Few Norwegian words have found their way into international vocabulary, but the word 'fjord' has managed to make it outside the borders of Norway. The word stems from the Norse word fjödðr for 'crossing' and from the verb 'to travel'. And travel them you can on an expedition cruise with Hurtigruten, the experts who call these stunning landscapes home.
Icons of the Norwegian Coast
Fjords exist in several countries, but the Norwegian ones have a particular tendency to impress. The landscape surrounding these fjords stretches from fertile, green hillsides to spectacular, towering mountains with breathtaking waterfalls. In the valleys above the fjords, you sometimes find glaciers that open into rivers of green, glacial water that flows directly into the fjord.
Sognefjorden, for example, is a well-known Norwegian fjord. Not only is it the longest and deepest fjord in Norway, but it is in fact the second longest and deepest fjord on the entire planet. Its greatest depth is 1,308 metres, but at the mouth of the fjord, it’s only 150-200 metres deep.
Another is Nærøyfjord, one of the world’s narrowest fjords. In 2004, it was titled 'the world’s top unspoiled travel destination' by National Geographic, and it’s even inscribed on UNESCO’s World Heritage List together with the well-known Geirangerfjord.

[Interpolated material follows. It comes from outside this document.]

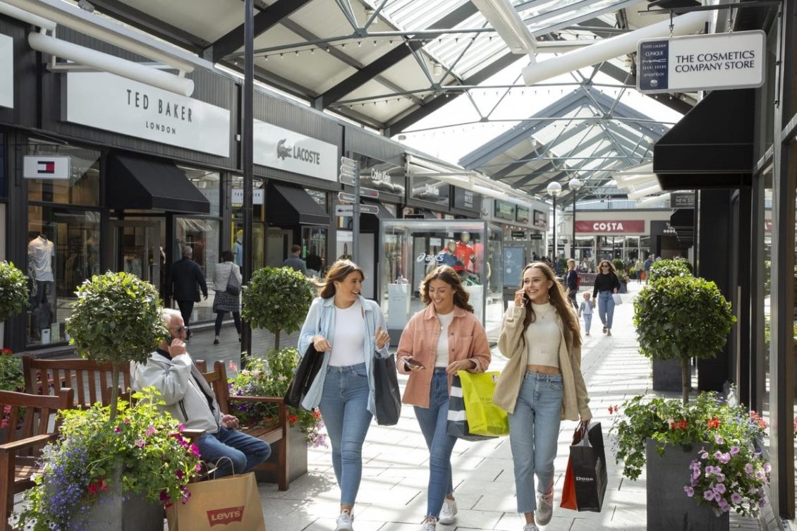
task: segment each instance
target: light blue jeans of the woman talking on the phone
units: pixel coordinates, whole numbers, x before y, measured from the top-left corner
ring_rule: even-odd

There are many more fjords worthy of mention, enough to form several books. Hjørundford surrounded by the Sunnmøre Alps is a hidden gem, while Hardangerfjord is particularly attractive in spring, fringed by apple orchards in full blossom. We even love tiny fjords like Trollfjord up among the picturesque Lofoten Islands.
The creation of the Norwegian fjords is a story of powerful elements and forces in motion over a long period of time. The key to the creation of Norway’s fjord is the many glaciers that covered the country during glacial periods in the last 2.6 million years. The grinding of these huge masses of ice with meltwater worked together slowly and consistently over millennia, deepening valleys to finally create long, narrow inlets between the mountains eventually filled in by the sea.

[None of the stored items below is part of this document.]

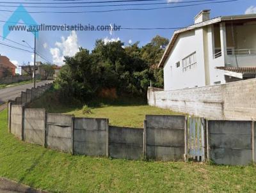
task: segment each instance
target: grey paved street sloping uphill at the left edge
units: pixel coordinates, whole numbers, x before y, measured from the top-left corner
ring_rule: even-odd
[[[44,85],[45,83],[52,82],[52,81],[42,81],[36,82],[36,86]],[[20,96],[21,91],[26,91],[26,89],[33,88],[33,83],[29,84],[22,84],[18,86],[11,86],[9,88],[2,88],[0,89],[0,105],[8,100],[15,99],[17,96]]]

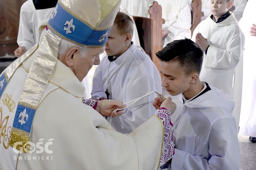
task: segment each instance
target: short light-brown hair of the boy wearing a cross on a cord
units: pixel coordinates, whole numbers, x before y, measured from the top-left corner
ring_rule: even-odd
[[[133,21],[129,15],[123,12],[117,12],[114,24],[119,30],[120,35],[125,35],[127,33],[133,35]]]

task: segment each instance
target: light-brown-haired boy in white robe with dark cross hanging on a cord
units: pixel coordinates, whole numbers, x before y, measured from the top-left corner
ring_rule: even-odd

The sea is also an important factor in the formation of the fjords. When the sea meets a glacier arm, a slow meltdown begins. Ice, meltwater, sand and rocks course into the ground, even deeper than sea level, using the immense pressure from the elements to push down and forward. Because of this, fjords are often deeper than the ocean surrounding them.
Fjord estuaries are often shallower than the fjords themselves, and this is typically where the gravel and sand end up and form an embankment. The embankment lies there as a clear reminder of the powerful forces that once created this magnificent landscape.